De même que les alluvions de la Cochinchine, le Cambodge, sol excellent, plaine irrigable, profite plus aux Chinois qu’aux Français. Par la paresse des Cambodgiens et par l’absence des Européens, l’héritier des constructeurs de la Grande Muraille fait peu à peu du Cambodge une colonie commerciale de l’empire du Milieu. La France est loin et la Chine est près ; la France est petite et la Chine est grande ; le Tropique nous énerve, il ne fatigue point les Chinois.
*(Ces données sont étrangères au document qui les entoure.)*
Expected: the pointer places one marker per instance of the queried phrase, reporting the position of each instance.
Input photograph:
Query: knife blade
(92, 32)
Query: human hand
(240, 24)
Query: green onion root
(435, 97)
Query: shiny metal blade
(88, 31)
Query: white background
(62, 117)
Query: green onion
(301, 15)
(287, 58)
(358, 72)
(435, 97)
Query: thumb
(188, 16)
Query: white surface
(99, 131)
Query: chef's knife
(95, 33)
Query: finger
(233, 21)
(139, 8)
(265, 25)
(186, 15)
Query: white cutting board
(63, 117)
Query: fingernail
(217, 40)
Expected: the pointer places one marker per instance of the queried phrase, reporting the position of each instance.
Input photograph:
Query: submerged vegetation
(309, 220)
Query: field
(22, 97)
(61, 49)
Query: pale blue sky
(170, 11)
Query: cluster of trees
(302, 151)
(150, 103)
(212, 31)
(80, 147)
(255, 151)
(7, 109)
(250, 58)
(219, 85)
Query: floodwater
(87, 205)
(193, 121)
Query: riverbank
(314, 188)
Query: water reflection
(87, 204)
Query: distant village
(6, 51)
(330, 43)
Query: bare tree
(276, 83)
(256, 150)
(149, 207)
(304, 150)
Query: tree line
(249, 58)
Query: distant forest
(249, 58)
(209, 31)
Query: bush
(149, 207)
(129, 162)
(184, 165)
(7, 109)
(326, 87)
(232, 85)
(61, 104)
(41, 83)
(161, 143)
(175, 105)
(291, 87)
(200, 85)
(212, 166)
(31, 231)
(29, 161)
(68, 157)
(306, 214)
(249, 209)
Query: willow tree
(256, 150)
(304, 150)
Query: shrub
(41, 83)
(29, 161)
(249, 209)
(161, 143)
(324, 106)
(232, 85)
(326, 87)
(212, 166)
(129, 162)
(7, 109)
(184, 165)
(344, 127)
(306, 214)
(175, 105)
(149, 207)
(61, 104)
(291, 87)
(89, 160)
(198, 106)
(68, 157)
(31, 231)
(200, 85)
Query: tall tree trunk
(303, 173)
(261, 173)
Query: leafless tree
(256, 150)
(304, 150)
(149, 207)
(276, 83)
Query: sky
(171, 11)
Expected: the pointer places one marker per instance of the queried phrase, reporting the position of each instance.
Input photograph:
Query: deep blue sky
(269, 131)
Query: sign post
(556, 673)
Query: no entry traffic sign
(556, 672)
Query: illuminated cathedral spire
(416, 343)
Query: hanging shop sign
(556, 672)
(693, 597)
Phnom-Penh[1] (30 000 habitants), sur le Mécong, a succédé comme capitale à Oudong, ville aux maisons de bambou. À une quinzaine de kilomètres des rives plates du Grand Lac, aujourd’hui en pays siamois grâce à notre condescendance, Angkor fut le siège de l’empire des Khmers. Dans une enceinte que Paris remplirait à peine, cette métropole abritait un peuple dont de puissants architectes ont consacré la grandeur : tours et murailles, immense temple bouddhiste, terrasses, palais sculptés, larges fossés, lacs artificiels, digues énormes, avenues de géants de pierre, dragons fantastiques, ce qui tient droit, ce qui s’effondre, ce que les siècles ont amassé de décombres aussitôt saisis par la forêt, Angkor fut une Athènes dont la langue ne nous a point laissé d’harmo-

  1. Le mot cambodgien Phnom veut dire montagne.